HTML, CSS and JS are a very bad way to create websites today. It could be
worse, but it's bad enough. They were decent once, when we didn't need them to
the extent that people are using them today.

As others have mentioned, the signs of this problem is when people are writing
language X to language Y converters to accomplish the same job, because
language Y is detestable. This would be your HTML, CSS and JS. Tools like
HAML, SASS and CoffeeScript are a very good sign of this.

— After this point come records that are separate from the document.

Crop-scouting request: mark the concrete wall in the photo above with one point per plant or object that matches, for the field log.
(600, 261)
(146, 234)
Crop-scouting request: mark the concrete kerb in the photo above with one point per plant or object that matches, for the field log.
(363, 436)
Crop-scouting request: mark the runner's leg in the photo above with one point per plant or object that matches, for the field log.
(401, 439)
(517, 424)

For myself, there are two things that are really pissing me off: 1) Lack of
security by default, 2) Lack of choice in client-side scripting. I am at the
whim of JavaScript which is pretty terrible. Of course, there is no hope of
anyone producing a browser that offers an API, and a set of languages that can
access that API. So it's just JS. That's _fucked_ to me. I have more gripes
but I'd like to keep this post short.

On the server side, it's easier. We have more choices, because our clients are
not tied into a specific server technology; I used to write PHP, but since
then I moved on to something that's a lot more thought out for serving
webpages. MVC is the ideal for this kind of thing. The server will give the
browser what it wants, and this does not concern the customer. On the browser
end? We are screwed. There is quite likely nowhere to go.

Unfortunately, we have four big companies (Google, Microsoft, Mozilla and
Opera) pouring in a lot of money to keep this technology afloat. And it's very
sad. These companies should be leading the way, not holding back technology.

 _Very_ sad.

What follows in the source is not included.